Bölüm 5

1.9K 79 74
                                    

Kucağındaki kızı sarsmadan olabildiğince hızla ilerlerken ecel terleri döküyordu Alaeddin. Aklı başından gitmiş, yüreği cayır cayır yanardı.

"Onca vakit gururundan varmadın yanına, ya imdi varamayacağın diyarlara giderse?" diye bağırırdı gönlü çığlık çığlığa.

"Gonca?" diye seslendi cevap alamayacağını bilse de.

Adımları daha da hızlanırken hangi duayı edeceğini şaşırmış, her bir yakarış diğerini böler olmuştu.

Otağa yaklaştığında ayılmaya başladı Gonca. Kesik bir nefes araladı Alaeddin'in dudaklarını.

"Çok şükür!" diye fısıldadı gülümseyerek, gözünden kaçan bir damla yaş kızın saçlarına karışırken.

"A-Alaeddin?"

Gonca'nın kaşları çatılmıştı kendine gelince. Kafasının karışıklığı bakışlarından okunurdu. Aniden doğrulmaya çalıştı ama Alaeddin iyice göğsüne bastırdı kızı sırtındaki eliyle. Yine de inat edip kafasını yaslamadı kız. Gözleri buğuluydu ama ne olduğunu anlatmasını bekler gibi bakıyordu adamın yüzüne.

"Durasın, hatun. Ormanda bayıldın, imdi seni otağıma götürürüm. Omzunu tedavi etmemiz lazım." diye tane tane açıkladı şehzade kollarındaki güzele.

Gonca birkaç saniye daha baktı şehzadenin yüzüne anlamaya çalışırmış gibi. Sonra usulca "Tamam." deyip yasladı başını göğsüne.

"Merhemler benim otağımdadır. Oraya götürürüm seni." diye devam etti Alaeddin.

"Olur." dedi Gonca yine aynı masum sesle.

"Gülce'yi de çağırırım, o sarar yaranı, merak etmeyesin."

"Kaynağa gitti."

Gonca'nın sesi mırıltı gibiydi.
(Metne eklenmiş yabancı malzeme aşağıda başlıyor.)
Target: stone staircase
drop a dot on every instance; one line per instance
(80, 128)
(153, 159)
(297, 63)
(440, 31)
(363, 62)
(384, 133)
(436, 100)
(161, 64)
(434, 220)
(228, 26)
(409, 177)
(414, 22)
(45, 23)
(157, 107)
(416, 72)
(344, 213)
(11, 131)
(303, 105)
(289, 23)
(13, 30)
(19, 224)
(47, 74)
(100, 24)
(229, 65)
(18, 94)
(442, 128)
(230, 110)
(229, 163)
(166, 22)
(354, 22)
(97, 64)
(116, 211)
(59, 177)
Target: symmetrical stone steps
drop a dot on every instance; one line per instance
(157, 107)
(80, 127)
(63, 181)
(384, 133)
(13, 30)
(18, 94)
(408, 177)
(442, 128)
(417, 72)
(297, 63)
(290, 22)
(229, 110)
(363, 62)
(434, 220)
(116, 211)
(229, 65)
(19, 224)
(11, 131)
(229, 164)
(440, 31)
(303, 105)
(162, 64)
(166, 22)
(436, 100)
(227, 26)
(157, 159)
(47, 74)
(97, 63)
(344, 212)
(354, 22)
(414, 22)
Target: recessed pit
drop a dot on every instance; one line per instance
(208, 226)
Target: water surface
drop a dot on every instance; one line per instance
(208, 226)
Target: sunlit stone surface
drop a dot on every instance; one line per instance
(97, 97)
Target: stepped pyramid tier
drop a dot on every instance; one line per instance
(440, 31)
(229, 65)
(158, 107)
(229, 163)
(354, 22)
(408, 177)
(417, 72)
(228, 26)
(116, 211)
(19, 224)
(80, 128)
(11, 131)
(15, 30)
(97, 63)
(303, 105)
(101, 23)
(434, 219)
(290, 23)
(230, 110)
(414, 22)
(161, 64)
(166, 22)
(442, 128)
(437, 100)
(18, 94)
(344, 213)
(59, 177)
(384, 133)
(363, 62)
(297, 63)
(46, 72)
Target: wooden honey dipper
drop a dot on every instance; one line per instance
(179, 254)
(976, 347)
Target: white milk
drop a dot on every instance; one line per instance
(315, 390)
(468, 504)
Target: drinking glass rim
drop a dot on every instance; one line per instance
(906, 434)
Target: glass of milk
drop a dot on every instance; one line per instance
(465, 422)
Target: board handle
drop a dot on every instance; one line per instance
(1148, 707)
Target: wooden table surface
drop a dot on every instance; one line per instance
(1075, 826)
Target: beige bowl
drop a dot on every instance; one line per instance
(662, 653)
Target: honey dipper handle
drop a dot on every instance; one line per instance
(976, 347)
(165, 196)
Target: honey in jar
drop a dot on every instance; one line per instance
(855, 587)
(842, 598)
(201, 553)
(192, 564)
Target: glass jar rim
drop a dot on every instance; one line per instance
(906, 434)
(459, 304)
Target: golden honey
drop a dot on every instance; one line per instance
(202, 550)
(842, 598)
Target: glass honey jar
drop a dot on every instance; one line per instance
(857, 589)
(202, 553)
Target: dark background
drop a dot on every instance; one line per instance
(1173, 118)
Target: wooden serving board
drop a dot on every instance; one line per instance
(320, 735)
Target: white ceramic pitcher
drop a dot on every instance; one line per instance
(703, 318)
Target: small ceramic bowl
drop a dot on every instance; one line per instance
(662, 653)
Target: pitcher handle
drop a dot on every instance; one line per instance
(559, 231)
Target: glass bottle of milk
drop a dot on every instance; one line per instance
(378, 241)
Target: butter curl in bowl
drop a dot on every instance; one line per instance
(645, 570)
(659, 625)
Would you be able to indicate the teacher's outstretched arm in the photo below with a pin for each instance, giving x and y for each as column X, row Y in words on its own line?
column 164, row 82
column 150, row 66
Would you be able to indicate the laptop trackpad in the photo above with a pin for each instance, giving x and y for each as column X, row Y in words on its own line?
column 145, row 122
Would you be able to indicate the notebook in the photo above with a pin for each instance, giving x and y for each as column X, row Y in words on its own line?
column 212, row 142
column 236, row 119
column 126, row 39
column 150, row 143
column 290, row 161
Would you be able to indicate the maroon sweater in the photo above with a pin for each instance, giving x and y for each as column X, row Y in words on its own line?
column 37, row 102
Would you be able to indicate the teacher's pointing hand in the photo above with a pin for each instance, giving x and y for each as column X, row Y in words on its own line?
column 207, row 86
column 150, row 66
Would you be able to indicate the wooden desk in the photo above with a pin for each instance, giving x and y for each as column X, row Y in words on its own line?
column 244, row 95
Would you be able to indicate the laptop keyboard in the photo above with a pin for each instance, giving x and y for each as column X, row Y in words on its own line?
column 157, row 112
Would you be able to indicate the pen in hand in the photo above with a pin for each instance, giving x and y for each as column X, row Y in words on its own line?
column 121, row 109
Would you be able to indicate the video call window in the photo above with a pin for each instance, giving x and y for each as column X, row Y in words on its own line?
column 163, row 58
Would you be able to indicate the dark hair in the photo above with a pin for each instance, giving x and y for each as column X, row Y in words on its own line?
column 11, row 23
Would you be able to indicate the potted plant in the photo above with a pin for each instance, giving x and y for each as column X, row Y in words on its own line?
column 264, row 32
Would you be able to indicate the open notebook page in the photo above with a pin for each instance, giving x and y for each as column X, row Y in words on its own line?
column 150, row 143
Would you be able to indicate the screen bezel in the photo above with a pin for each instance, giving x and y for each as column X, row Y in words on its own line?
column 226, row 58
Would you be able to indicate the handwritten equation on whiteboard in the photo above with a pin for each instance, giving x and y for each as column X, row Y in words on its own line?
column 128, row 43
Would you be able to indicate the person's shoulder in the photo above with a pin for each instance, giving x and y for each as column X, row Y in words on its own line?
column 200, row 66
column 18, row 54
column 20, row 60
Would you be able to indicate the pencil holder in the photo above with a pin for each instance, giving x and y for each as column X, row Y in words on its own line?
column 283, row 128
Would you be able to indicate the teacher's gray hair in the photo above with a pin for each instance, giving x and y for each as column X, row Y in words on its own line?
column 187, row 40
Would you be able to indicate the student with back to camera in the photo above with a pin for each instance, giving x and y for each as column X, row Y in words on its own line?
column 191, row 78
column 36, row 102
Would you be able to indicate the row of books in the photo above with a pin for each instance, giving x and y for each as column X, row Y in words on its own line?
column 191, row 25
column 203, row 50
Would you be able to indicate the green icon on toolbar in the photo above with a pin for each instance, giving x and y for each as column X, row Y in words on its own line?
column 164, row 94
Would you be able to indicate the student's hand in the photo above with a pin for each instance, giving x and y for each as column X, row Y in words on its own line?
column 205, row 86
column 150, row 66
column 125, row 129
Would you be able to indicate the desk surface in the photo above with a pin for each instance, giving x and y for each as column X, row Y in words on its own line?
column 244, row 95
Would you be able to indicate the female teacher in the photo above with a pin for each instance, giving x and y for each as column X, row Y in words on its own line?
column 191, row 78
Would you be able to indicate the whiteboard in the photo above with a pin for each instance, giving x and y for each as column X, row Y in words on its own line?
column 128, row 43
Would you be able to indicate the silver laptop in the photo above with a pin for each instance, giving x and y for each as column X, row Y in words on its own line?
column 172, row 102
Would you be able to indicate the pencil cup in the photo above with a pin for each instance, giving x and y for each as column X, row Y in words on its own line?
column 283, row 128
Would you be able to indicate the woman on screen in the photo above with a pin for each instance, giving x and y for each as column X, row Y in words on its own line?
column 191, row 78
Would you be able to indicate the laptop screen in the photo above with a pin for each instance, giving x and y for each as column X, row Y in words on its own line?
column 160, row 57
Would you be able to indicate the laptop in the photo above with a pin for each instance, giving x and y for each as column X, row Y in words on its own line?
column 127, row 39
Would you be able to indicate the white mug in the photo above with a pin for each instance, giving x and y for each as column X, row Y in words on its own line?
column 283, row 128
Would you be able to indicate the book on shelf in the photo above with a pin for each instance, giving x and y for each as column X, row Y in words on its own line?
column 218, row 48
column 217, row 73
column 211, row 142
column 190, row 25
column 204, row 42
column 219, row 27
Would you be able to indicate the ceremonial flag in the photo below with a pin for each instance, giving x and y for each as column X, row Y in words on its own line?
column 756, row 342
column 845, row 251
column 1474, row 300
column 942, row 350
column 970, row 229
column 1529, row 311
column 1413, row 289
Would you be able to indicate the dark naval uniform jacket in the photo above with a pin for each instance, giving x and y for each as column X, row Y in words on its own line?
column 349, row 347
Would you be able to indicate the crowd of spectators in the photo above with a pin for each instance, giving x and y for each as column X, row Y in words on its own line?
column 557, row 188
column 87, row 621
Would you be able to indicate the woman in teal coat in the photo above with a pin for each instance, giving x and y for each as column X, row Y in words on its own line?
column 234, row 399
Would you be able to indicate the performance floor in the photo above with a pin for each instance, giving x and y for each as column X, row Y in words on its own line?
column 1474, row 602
Gözleri de tekrar kapanmaya başlamıştı. Alaeddin kendinden geçmesinden korkup kucağında hafifçe zıplattı kızı.

"Uyuma, Gonca."

"Peki."

Hileci Hatun'un garip uysallığı Alaeddin'i daha da telaşlandırmaya başlamıştı ki birden kızın dediğinin ne anlama geldiğini fark etti. Gülce yanlarındaki tek hatundu.

"Gonca, Gülce'yi bekleyemeyiz bu halde."

"Tamam."

Alaeddin Gonca'nın onu tam olarak anladığından emin değildi. Kafasını da çarpmamıştı ama pek bir değişik davranırdı.

"Yani yarana benim bakmam gerekir." diye üsteledi bir kez daha.

"Peki."

Daha fazla üzerine gitmedi Alaeddin. Zaten otağa da varmışlardı.

Koşarak eşikte yanlarına varan Baysungur kaşlarını çatmış Alaeddin'e bakardı.

"Şehzadem tuzak mı vardır? Siz iyi misiniz?"

Baysungur'un tuttuğu kapıdan geçen Alaeddin hızla emirlerini vermeye başladı:

"Tuzak yoktur, Baysungur amma Gonca yaralıdır. Gülce Hatun kaynağa gitmiş, geldiğinde buraya gönder, içeriye de başka kimseyi alma. Bir de tez elden bir kan şerbeti kaynattır. Bizi gören alplara da söyle, Germiyan'ın alplarına ses etmesinler şimdilik."

Komutları alan Baysungur hızla çıktı otaktan. Bu sırada Alaeddin de rengi iyice atan Gonca'yı yerdeki yatağa oturtmuş, önünde diz çökmüştü.

"Gonca zırhını çıkartmamız lazım." dedi şehzade, kızın güzel gözlerini yakalamak için başını hafifçe eğerek ama hatunun bakışları bomboştu.